It can be helpful to present data in tables, rather than text,
especially when you need to refer to the same data in different parts of
a report. Although tables can be produced manually using a word
processor, generating them directly from your data ensures they are
up-to-date, and reduces copy-paste errors. This worksheet explains how
to use R
to produce some of the types of table used to
report psychological research.
To prepare for this worksheet:
Open the rminr-data
project we used previously.
If you don’t see a folder named going-further
, it
means you created your project before the data required for
this worksheet was added to the rminr-data
git repository.
You can get the latest files by asking git to “pull
” the
repository. Select the Git
tab, which is located in the row
of tabs which includes the Environment
tab. Click the
Pull
button with a downward pointing arrow. A window will
open showing the files which have been pulled from the repository. Close
the Git pull
window.
Open the Files
tab. The going-further
folder should contain the file
picture-naming-preproc.csv
.
Create a script named tables.R
in the
rminr-data
folder (the folder above
going-further
). Add the comments and code to this script as
you work through each section of the worksheet.

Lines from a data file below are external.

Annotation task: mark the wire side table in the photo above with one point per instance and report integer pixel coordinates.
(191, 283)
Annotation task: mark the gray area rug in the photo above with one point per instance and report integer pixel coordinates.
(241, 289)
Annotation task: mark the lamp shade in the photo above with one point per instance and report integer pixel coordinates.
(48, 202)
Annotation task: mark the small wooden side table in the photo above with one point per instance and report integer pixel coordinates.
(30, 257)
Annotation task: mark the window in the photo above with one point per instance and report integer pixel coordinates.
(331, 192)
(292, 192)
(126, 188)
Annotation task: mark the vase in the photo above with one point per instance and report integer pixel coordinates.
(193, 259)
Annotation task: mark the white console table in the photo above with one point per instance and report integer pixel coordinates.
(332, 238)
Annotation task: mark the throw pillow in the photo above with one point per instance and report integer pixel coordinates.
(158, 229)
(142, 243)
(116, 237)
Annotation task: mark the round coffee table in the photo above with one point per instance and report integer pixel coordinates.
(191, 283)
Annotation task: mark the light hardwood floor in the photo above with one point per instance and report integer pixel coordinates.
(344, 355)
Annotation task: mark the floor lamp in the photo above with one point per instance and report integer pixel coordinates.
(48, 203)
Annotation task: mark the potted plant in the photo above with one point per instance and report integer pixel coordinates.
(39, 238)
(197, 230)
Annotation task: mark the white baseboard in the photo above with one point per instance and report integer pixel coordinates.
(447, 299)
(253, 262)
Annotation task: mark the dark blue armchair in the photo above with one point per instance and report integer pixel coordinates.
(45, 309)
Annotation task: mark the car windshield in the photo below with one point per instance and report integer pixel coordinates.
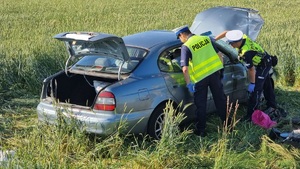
(105, 64)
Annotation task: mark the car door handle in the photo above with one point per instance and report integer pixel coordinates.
(176, 86)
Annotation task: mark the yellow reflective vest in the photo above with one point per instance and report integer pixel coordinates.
(205, 61)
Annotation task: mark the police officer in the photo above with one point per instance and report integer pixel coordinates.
(201, 63)
(258, 63)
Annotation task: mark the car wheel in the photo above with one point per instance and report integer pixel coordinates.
(156, 122)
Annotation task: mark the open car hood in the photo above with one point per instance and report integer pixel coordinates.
(221, 18)
(80, 43)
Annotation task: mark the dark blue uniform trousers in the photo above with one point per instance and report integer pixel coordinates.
(212, 81)
(262, 84)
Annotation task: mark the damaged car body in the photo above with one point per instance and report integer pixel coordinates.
(108, 79)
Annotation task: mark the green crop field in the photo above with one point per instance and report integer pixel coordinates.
(29, 53)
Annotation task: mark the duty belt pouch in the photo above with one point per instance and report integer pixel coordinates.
(274, 60)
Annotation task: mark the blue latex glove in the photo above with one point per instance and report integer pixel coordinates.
(191, 87)
(251, 87)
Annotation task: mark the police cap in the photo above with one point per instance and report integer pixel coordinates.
(180, 30)
(234, 36)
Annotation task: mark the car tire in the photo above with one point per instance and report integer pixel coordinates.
(156, 122)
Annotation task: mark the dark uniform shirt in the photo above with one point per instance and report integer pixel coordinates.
(186, 54)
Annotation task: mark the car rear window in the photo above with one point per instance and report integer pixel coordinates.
(104, 64)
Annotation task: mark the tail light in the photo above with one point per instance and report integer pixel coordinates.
(105, 101)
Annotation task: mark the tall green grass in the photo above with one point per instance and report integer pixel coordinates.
(29, 54)
(65, 146)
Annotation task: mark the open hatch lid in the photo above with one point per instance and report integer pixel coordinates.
(80, 43)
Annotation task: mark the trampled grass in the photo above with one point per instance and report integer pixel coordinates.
(29, 53)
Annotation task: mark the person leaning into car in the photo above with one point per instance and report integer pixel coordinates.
(258, 63)
(201, 63)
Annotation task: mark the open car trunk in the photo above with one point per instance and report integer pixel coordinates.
(75, 89)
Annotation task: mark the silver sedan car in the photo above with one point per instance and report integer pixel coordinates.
(109, 79)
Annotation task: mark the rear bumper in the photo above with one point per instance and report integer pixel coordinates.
(103, 123)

We’ll start by producing a correlation matrix. A correlation matrix shows correlations between all combinations of a set of variables, which is often required in research reports. We’ll demonstrate an easy way to produce correlation matrices, with APA styling, in a format that can be read by Microsoft Word or LibreOffice Writer. A similar approach can be used to produce other common table types.
We’ll generate a correlation matrix using the attitude
dataset, which is included with R
. These data are the
percentage of favourable attitudes given by employees, in relation to
seven questions regarding their department (you can find out a bit more
about these data by typing ?attitude
). Here are the first
few rows of the data frame:
rating | complaints | privileges | learning | raises | critical | advance |
---|---|---|---|---|---|---|
43 | 51 | 30 | 39 | 61 | 92 | 45 |
63 | 64 | 51 | 54 | 63 | 73 | 47 |
71 | 70 | 68 | 69 | 76 | 86 | 48 |
61 | 63 | 45 | 47 | 54 | 84 | 35 |
81 | 78 | 56 | 66 | 71 | 83 | 47 |
We’ll use the apaTables
package to generate the
correlation matrix.
Enter these comments and commands into your script, and run them:
# Better tables
# Clear the environment
rm(list = ls())
# Load 'apaTables' package
library(apaTables)
# Create an APA correlation matrix from the 'attitude' dataset, into file 'table1.doc'
apa.cor.table(attitude, filename = "table1.doc", table.number = 1)
Table 1
Means, standard deviations, and correlations with confidence intervals
Variable M SD 1 2 3 4 5 6
1. rating 64.63 12.17
2. complaints 66.60 13.31 .83**
[.66, .91]
3. privileges 53.13 12.24 .43* .56**
[.08, .68] [.25, .76]
4. learning 56.37 11.74 .62** .60** .49**
[.34, .80] [.30, .79] [.16, .72]
5. raises 64.63 10.40 .59** .67** .45* .64**
[.29, .78] [.41, .83] [.10, .69] [.36, .81]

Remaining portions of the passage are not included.